While carrying out transformation, the Chinese authorities intend to preserve their “commanding heights” over the economy in the future. First of all, this will include industries and enterprises strategically important for the country. The land, its natural resources and subsoil reserves, will remain under state control, as the “peoples’ property”. This will afford the state an opportunity to maintain control over access rights to those resources.
No doubt, the best variant for reacting to the economic growth of China is to cooperate with the country in such a way as to encourage China to produce goods developed in our country. However, in order to achieve this, our country needs to build up its intellectual potential, and not simply increase its oil production capacities, as has been happening thus far. The time has come for the government to take the necessary steps. Nonetheless, seemingly the government has become lulled by the high rates of economic growth – averaging about 10% – though our country has yet to return to the levels of the social and economic indices of 1990. Such “growth” causes many to doubt that our country could in the 21st century enter the list of the most highly developed countries.

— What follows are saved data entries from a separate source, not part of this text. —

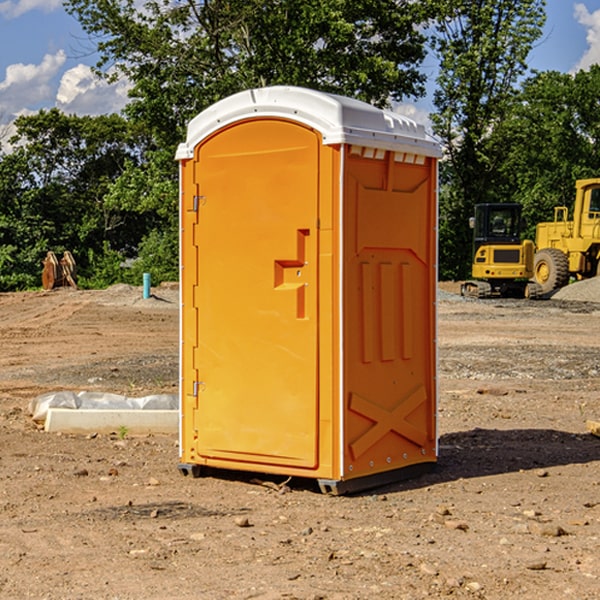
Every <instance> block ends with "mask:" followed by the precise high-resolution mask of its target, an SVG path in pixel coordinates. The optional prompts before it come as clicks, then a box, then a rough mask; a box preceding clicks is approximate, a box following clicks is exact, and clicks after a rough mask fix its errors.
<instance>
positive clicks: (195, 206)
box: [192, 196, 206, 212]
mask: <svg viewBox="0 0 600 600" xmlns="http://www.w3.org/2000/svg"><path fill="white" fill-rule="evenodd" d="M205 201H206V196H194V204H193V207H192V210H193V211H194V212H198V209H199V208H200V206H202V205H203V204H204V203H205Z"/></svg>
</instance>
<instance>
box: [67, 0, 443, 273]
mask: <svg viewBox="0 0 600 600" xmlns="http://www.w3.org/2000/svg"><path fill="white" fill-rule="evenodd" d="M66 8H67V10H68V11H69V12H70V13H71V14H72V15H74V16H75V17H76V18H77V19H78V20H79V21H80V23H81V25H82V27H83V28H84V30H85V31H86V32H87V33H88V34H89V35H90V39H91V40H92V41H93V43H94V44H95V45H97V50H98V52H99V54H100V60H99V62H98V65H97V69H96V70H97V73H98V74H101V75H102V76H104V77H107V78H108V79H111V78H116V77H120V76H124V77H126V78H128V80H129V81H130V82H131V84H132V88H131V91H130V97H131V102H130V103H129V104H128V106H127V107H126V109H125V114H126V116H127V117H128V118H129V120H130V122H131V123H133V124H135V126H136V127H140V128H143V130H144V131H146V132H148V134H149V136H150V138H151V142H150V143H149V144H148V146H147V148H146V152H145V153H144V156H143V160H142V161H140V162H138V161H135V160H132V161H128V162H127V163H126V165H125V168H124V170H123V172H122V174H121V176H120V177H119V179H118V180H117V181H115V182H113V183H111V184H110V185H109V187H108V190H107V195H106V197H105V206H106V207H109V208H110V209H112V210H114V211H116V212H117V213H118V214H123V213H126V214H131V215H133V214H137V215H139V216H140V218H144V219H146V220H147V221H148V222H150V220H152V219H153V224H152V226H151V227H150V228H149V229H148V230H147V231H146V236H147V237H145V238H144V239H143V240H142V241H141V243H140V244H139V246H138V250H139V256H138V258H139V260H138V261H137V262H136V263H135V264H134V267H133V269H132V270H131V272H130V273H131V276H137V272H138V271H139V270H140V269H144V270H148V271H150V272H152V273H153V279H158V280H160V279H162V278H165V277H177V269H176V266H177V263H176V260H177V250H178V245H177V239H178V228H177V214H178V211H177V202H178V192H177V190H178V186H177V173H178V172H177V166H176V163H175V161H174V160H173V156H174V153H175V148H176V146H177V144H178V143H179V142H181V141H182V140H183V139H185V128H186V126H187V123H188V122H189V121H190V120H191V119H192V118H193V117H194V116H195V115H196V114H198V113H199V112H200V111H202V110H204V109H205V108H207V107H208V106H210V105H211V104H213V103H214V102H216V101H218V100H220V99H221V98H224V97H226V96H229V95H231V94H233V93H235V92H238V91H240V90H243V89H247V88H252V87H258V86H267V85H275V84H286V85H298V86H305V87H311V88H317V89H320V90H323V91H329V92H335V93H340V94H344V95H348V96H353V97H356V98H360V99H362V100H365V101H367V102H371V103H373V104H376V105H378V106H384V105H386V104H388V103H389V102H390V101H391V100H400V99H402V98H404V97H406V96H415V97H416V96H418V95H421V94H422V93H423V92H424V86H423V84H424V80H425V76H424V75H423V74H421V73H420V72H419V70H418V67H419V64H420V63H421V61H422V60H423V58H424V56H425V37H424V35H423V34H422V33H421V32H420V30H419V29H418V25H420V24H422V23H423V22H425V20H426V18H427V17H428V11H430V10H432V7H430V6H429V4H428V3H418V2H413V1H412V0H377V1H375V0H303V1H302V2H299V1H298V0H204V1H200V2H196V1H195V0H176V1H173V0H147V1H146V2H144V3H143V5H141V6H140V3H139V2H137V1H136V0H125V1H121V0H119V1H117V0H67V2H66ZM107 256H108V254H107ZM94 260H95V261H96V263H97V264H98V265H99V268H102V269H103V270H105V271H106V272H110V271H111V268H110V264H112V262H114V261H112V260H111V259H110V257H109V260H108V262H109V263H110V264H109V265H108V268H107V269H105V267H106V265H105V262H104V261H103V260H102V258H101V257H100V256H98V255H96V256H94ZM157 270H158V272H157ZM154 274H156V277H154Z"/></svg>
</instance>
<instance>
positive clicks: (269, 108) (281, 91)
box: [176, 86, 441, 160]
mask: <svg viewBox="0 0 600 600" xmlns="http://www.w3.org/2000/svg"><path fill="white" fill-rule="evenodd" d="M268 117H278V118H285V119H290V120H293V121H297V122H299V123H303V124H305V125H307V126H309V127H312V128H314V129H316V130H317V131H319V132H320V133H321V135H322V137H323V144H325V145H331V144H340V143H346V144H353V145H358V146H366V147H369V148H380V149H383V150H394V151H396V152H411V153H415V154H420V155H424V156H433V157H440V156H441V148H440V144H439V143H438V142H437V141H436V140H435V139H434V138H433V137H432V136H430V135H429V134H428V133H427V132H426V131H425V127H424V126H423V125H421V124H418V123H416V122H415V121H413V120H412V119H409V118H408V117H404V116H402V115H399V114H397V113H393V112H391V111H387V110H381V109H379V108H376V107H374V106H371V105H370V104H367V103H366V102H361V101H360V100H354V99H352V98H346V97H344V96H336V95H335V94H327V93H324V92H318V91H315V90H310V89H306V88H301V87H292V86H273V87H265V88H257V89H251V90H245V91H243V92H240V93H238V94H234V95H233V96H229V97H228V98H225V99H223V100H220V101H219V102H217V103H215V104H213V105H212V106H210V107H209V108H207V109H206V110H204V111H202V112H201V113H200V114H199V115H197V116H196V117H195V118H194V119H192V120H191V121H190V123H189V125H188V131H187V138H186V141H185V143H182V144H180V145H179V148H178V149H177V154H176V158H177V159H178V160H183V159H188V158H192V157H193V156H194V147H195V146H197V145H198V144H199V143H200V142H201V141H202V140H203V139H205V138H206V137H208V136H209V135H211V134H212V133H214V132H215V131H217V130H219V129H221V128H222V127H225V126H227V125H230V124H232V123H235V122H236V121H241V120H245V119H249V118H268Z"/></svg>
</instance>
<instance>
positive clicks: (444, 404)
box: [0, 284, 600, 600]
mask: <svg viewBox="0 0 600 600" xmlns="http://www.w3.org/2000/svg"><path fill="white" fill-rule="evenodd" d="M575 285H579V284H575ZM569 287H572V286H569ZM440 288H441V291H440V295H439V301H438V309H439V311H438V312H439V316H438V354H439V377H438V384H439V406H438V428H439V461H438V464H437V467H436V469H435V470H434V471H433V472H431V473H428V474H426V475H423V476H421V477H418V478H416V479H412V480H409V481H403V482H399V483H395V484H390V485H387V486H385V487H381V488H378V489H373V490H370V491H368V492H364V493H361V494H355V495H346V496H330V495H324V494H322V493H320V491H319V489H318V486H316V485H314V482H311V481H310V480H294V479H292V480H291V481H289V482H286V484H285V485H282V484H283V483H284V481H285V478H284V477H274V476H261V475H260V474H244V473H240V472H235V471H231V472H227V473H225V472H220V473H211V474H210V475H208V476H206V477H200V478H197V479H196V478H192V477H183V476H182V475H181V474H180V473H179V471H178V468H177V464H178V439H177V435H176V434H173V435H158V434H154V435H144V436H133V435H129V434H128V433H127V432H124V431H115V432H114V434H111V435H108V434H95V433H93V432H91V433H89V434H86V435H83V434H82V435H71V434H60V433H48V432H45V431H44V430H43V429H41V428H40V427H39V425H36V424H35V423H34V422H33V421H32V419H31V417H30V415H29V414H28V406H29V403H30V401H31V400H32V398H35V397H37V396H39V395H40V394H42V393H45V392H50V391H57V390H75V391H81V390H89V391H102V392H114V393H119V394H124V395H128V396H144V395H148V394H155V393H169V394H175V393H177V388H178V346H179V331H178V330H179V304H178V292H177V287H176V286H162V287H159V288H155V289H154V288H153V290H152V291H153V296H152V297H151V298H149V299H143V298H142V290H141V288H135V287H130V286H124V285H118V286H114V287H112V288H109V289H108V290H104V291H84V290H74V289H70V288H64V289H55V290H53V291H50V292H23V293H6V294H0V342H1V344H2V353H1V354H0V598H2V599H4V598H7V599H13V598H14V599H23V598H38V599H42V598H43V599H49V600H56V599H78V598H95V599H113V600H116V599H123V600H125V599H127V600H129V599H142V598H143V599H145V600H150V599H160V600H165V599H171V598H173V599H178V600H191V599H209V600H212V599H216V600H220V599H230V598H231V599H250V598H258V599H265V600H266V599H280V598H281V599H290V598H293V599H306V600H309V599H310V600H316V599H328V600H333V599H336V600H353V599H356V600H358V599H370V598H377V599H394V600H396V599H410V600H413V599H419V598H444V597H452V598H488V599H503V600H504V599H505V598H510V597H514V598H523V599H532V600H535V599H537V598H542V599H544V600H563V599H569V598H572V599H577V600H591V599H593V598H598V597H599V594H600V592H599V590H600V551H599V548H600V438H598V437H596V436H594V435H592V434H591V433H590V432H589V431H588V430H587V428H586V422H587V421H589V420H596V421H597V420H599V419H600V401H599V395H600V304H596V303H594V302H589V301H578V300H560V299H556V298H554V299H551V300H541V301H526V300H471V299H463V298H461V297H460V296H458V295H457V294H456V292H457V291H458V289H459V284H444V285H441V286H440ZM588 292H589V290H588ZM596 297H597V298H599V299H600V293H598V294H597V295H596Z"/></svg>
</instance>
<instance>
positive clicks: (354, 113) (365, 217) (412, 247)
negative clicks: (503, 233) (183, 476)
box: [177, 86, 440, 493]
mask: <svg viewBox="0 0 600 600" xmlns="http://www.w3.org/2000/svg"><path fill="white" fill-rule="evenodd" d="M439 156H440V147H439V144H438V143H437V142H435V141H434V140H433V139H432V138H431V137H430V136H428V134H427V133H426V132H425V129H424V127H423V126H422V125H418V124H416V123H415V122H413V121H412V120H410V119H408V118H406V117H403V116H400V115H398V114H394V113H391V112H387V111H383V110H380V109H377V108H374V107H373V106H370V105H368V104H365V103H363V102H360V101H357V100H353V99H349V98H345V97H341V96H335V95H332V94H326V93H322V92H317V91H314V90H309V89H304V88H297V87H283V86H277V87H269V88H261V89H253V90H248V91H244V92H241V93H239V94H236V95H234V96H231V97H229V98H226V99H224V100H222V101H220V102H217V103H216V104H214V105H213V106H212V107H210V108H208V109H207V110H205V111H203V112H202V113H200V114H199V115H198V116H197V117H196V118H194V119H193V120H192V121H191V122H190V124H189V127H188V133H187V139H186V142H185V143H183V144H181V145H180V146H179V148H178V151H177V159H178V160H179V161H180V176H181V190H180V193H181V210H180V213H181V289H182V310H181V385H180V389H181V428H180V454H181V456H180V460H181V463H180V465H179V468H180V470H181V471H182V473H184V474H188V473H191V474H193V475H194V476H197V475H199V474H200V473H201V471H202V467H211V468H218V469H235V470H246V471H255V472H262V473H270V474H281V475H285V476H297V477H309V478H315V479H317V480H318V481H319V484H320V486H321V489H322V490H323V491H326V492H331V493H344V492H346V491H354V490H359V489H364V488H367V487H373V486H375V485H380V484H382V483H385V482H389V481H393V480H396V479H399V478H405V477H407V476H409V475H412V474H414V473H415V472H416V471H419V470H422V469H423V468H425V467H428V466H429V467H430V466H432V465H433V464H434V463H435V461H436V458H437V435H436V394H437V385H436V366H437V364H436V311H435V304H436V280H437V272H436V256H437V254H436V253H437V235H436V231H437V188H436V186H437V160H438V158H439Z"/></svg>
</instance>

Besides, the Kazakhstani officials, in a rush to enter the World Trade Organization, have seemingly forgotten that one of the conditions for admission is liberalization of the labor market, which means opening this market to China. Even today, nobody has exact figures as regards the number of those Chinese permanently residing in our country. Some speak about thousands of them, and our others even about tens of thousands. The most important fact is that Chinese immigration has not resulted in a net gain of intellect, inclusive of those highly qualified specialists who contribute to scientific and technological progress, but instead has been a means of territorial occupation based on primitive industrial, and even pre-industrial types of activities. One should note that the pool of human resources of China is seven times larger than Russia’s and five times that of the U.S. If we take into account that a Chinese person maintains his identity, even while in Africa, and to whom Mao and Deng are more important than Buddha, further commentary is unnecessary.

Sidebar
In 2004, the official unemployment rate among urban residents was 9.8%, while the total rate including rural residents was 20%. The total number of working age adults in the country is a little more than 760.8 mln people. 29% of the working population is in the service sector, 22% in industry, and 49% in agriculture. The average salary in 2004 was Yuan 15,000 (US$1,850) per year. Over the past few years, real salary has increased by an average of 15-20% annually. However, the maximum salary is higher than the minimum one by 245 times, and if one takes into account additional types of income, the difference becomes much more pronounced. At the same time, the average income level of rural residents is about 3.5 times less than that of urban dwellers. The nation experiences a shortage of highly qualified specialists, and the literacy rate in the country is 86%.